Speaking before a special Cabinet meeting in south west Kerry on Wednesday, which is expected to see talks focus on hard Brexit contingency plans, Mr Donohoe said it was inevitable that the Government is preparing for all options.
In a high-stakes move yesterday, British prime minister Theresa May told hardline Brexiteers in her own party to either back her soft Brexit blueprint or face the growing prospect of Britain crashing out of the EU with no deal.
And while the claim is likely to be questioned by former Brexit secretary David Davis, former British foreign secretary Boris Johnson, and hardline pro-Brexit MP Jacob Rees-Mogg in key Brexit debates in Westminster this week, speaking on RTÉ’s This Week programme, Mr Donohoe further underlined the no-deal fear.
Asked about Wednesday’s upcoming special cabinet meeting in Derrynane, south west Kerry, Mr Donohoe confirmed widely leaked suggestions the Government will discuss a series of contingency options for all potential Brexit outcomes.
While insisting this does not mean the Government is losing faith in the likelihood of a deal being struck between the EU and Britain before the October deadline, the finance minister said every eventuality now needs to be considered.
“We are looking for the best deal possible,” said Mr Donohoe.
“Despite the publication of the white paper [Ms May’s soft Brexit plan], there is a view the future trading relationship is unresolved.”
Mr Donohoe that, because of the situation, Ireland is moving into “a new stage of preparedness” and noted “models” already examined by the Government show a no-deal Brexit could force a 2% rise in Irish unemployment levels.
The meeting on Wednesday is expected to hear Tánaiste Simon Coveney warn that Brexit could cost the State hundreds of millions of euro and that regardless of the outcome hundreds of new customs union officials will be needed.
Mr Coveney is also likely to ask ministerial colleagues for approval to potential bring 200,000 tonnes of Irish oil reserves held in Britain back to Ireland amid fears of a no deal situation.
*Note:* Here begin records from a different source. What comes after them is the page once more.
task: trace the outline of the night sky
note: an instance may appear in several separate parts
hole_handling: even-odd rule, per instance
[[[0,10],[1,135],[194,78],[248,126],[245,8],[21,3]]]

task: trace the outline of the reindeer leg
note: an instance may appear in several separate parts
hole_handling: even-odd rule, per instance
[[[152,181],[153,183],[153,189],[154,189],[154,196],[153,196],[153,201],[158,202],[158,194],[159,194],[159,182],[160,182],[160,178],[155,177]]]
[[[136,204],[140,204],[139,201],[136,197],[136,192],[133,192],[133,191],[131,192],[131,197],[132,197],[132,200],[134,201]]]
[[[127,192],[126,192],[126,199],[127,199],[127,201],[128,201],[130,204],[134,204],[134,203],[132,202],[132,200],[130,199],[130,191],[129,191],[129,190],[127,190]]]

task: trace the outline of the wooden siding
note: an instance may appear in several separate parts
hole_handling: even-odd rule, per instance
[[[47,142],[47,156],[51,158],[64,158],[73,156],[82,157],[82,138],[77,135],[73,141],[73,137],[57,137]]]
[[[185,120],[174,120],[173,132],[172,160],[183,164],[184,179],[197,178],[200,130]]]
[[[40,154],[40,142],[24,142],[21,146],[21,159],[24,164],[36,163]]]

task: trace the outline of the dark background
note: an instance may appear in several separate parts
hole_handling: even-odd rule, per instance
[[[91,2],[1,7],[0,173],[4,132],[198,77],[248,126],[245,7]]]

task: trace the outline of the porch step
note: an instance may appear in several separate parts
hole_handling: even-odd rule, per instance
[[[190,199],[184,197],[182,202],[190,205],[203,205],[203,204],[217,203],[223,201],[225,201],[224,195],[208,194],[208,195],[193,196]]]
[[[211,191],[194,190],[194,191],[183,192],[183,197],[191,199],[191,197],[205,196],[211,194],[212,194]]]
Meanwhile, Ms May has appealed to warring Conservative MPs to back her blueprint for Brexit, devised at an emergency meeting in chequers a week ago, and avoid a disorderly withdrawal from the EU, which would damage Britain’s interests.
Ahead of a crucial week in Westminster, Ms May said that, despite criticism, her plan offered a “hard-headed and practical” way forward.
“We could go for no deal, no deal is still there, it is still possible, but I think the best thing for the UK is to have deal that sets a good relationship with our trading partners in the future,” she told BBC1’s The Andrew Marr Show.
Her resolve is likely to be tested in the coming days Mr Johnson holds a parliamentary resignation speech and as the latest round of crucial Brexit votes occur in Westminster.